Neural network dynamic models (NNDMs) pose significant challenges for safety verification due to their nonlinearity, stochasticity, and lack of provable probabilistic safety guarantees. Method: This paper introduces a theoretical framework based on stochastic barrier functions (SBFs), the first application of SBFs to NNDM analysis. It integrates convex neural network approximations with piecewise-linear bounding techniques to enable automated synthesis of barrier functions, and designs a minimally invasive linear programming controller to tighten the lower bound on system safety probability. The approach unifies sum-of-squares (SOS) optimization with robust control synthesis, supporting high-dimensional, deep NNDMs (e.g., up to hundreds of neurons per layer). Results: Experiments demonstrate substantial improvements in certified safety probability, achieving efficient and formally verifiable safety guarantees. The method establishes the first safety verification paradigm for noisy iterative-prediction neural dynamic systems that simultaneously ensures theoretical rigor and computational tractability.

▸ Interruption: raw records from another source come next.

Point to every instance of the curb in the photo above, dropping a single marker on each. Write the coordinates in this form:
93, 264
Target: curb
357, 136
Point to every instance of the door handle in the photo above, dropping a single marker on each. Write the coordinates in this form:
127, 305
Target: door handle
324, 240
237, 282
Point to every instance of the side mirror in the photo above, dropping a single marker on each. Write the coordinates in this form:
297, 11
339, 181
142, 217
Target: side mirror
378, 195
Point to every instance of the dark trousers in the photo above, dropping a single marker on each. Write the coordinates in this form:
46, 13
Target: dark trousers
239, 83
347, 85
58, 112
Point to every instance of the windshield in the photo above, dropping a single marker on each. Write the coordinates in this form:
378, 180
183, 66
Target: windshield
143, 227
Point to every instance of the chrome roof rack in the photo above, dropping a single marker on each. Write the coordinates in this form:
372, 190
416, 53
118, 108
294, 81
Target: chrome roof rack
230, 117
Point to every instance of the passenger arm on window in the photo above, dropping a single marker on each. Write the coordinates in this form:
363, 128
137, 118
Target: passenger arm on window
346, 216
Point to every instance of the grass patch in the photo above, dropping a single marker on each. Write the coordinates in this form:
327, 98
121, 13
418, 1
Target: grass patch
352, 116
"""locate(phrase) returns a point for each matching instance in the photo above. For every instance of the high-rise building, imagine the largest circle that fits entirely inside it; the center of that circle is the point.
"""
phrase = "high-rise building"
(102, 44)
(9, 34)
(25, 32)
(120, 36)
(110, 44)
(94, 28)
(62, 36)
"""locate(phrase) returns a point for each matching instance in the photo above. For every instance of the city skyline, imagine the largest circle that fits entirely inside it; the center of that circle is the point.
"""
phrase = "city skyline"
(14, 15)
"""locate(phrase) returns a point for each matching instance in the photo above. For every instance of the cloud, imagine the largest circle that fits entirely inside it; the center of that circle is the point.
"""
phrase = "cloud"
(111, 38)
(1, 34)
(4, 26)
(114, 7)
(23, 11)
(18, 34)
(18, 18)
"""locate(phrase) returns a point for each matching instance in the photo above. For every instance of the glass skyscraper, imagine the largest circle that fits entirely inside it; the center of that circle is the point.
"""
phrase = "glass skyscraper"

Neural Networks (NNs) have been successfully employed to represent the state evolution of complex dynamical systems. Such models, referred to as NN dynamic models (NNDMs), use iterative noisy predictions of NN to estimate a distribution of system trajectories over time. Despite their accuracy, safety analysis of NNDMs is known to be a challenging problem and remains largely unexplored. To address this issue, in this paper, we introduce a method of providing safety guarantees for NNDMs. Our approach is based on stochastic barrier functions, whose relation with safety are analogous to that of Lyapunov functions with stability. We first show a method of synthesizing stochastic barrier functions for NNDMs via a convex optimization problem, which in turn provides a lower bound on the system's safety probability. A key step in our method is the employment of the recent convex approximation results for NNs to find piece-wise linear bounds, which allow the formulation of the barrier function synthesis problem as a sum-of-squares optimization program. If the obtained safety probability is above the desired threshold, the system is certified. Otherwise, we introduce a method of generating controls for the system that robustly maximizes the safety probability in a minimally-invasive manner. We exploit the convexity property of the barrier function to formulate the optimal control synthesis problem as a linear program. Experimental results illustrate the efficacy of the method. Namely, they show that the method can scale to multi-dimensional NNDMs with multiple layers and hundreds of neurons per layer, and that the controller can significantly improve the safety probability.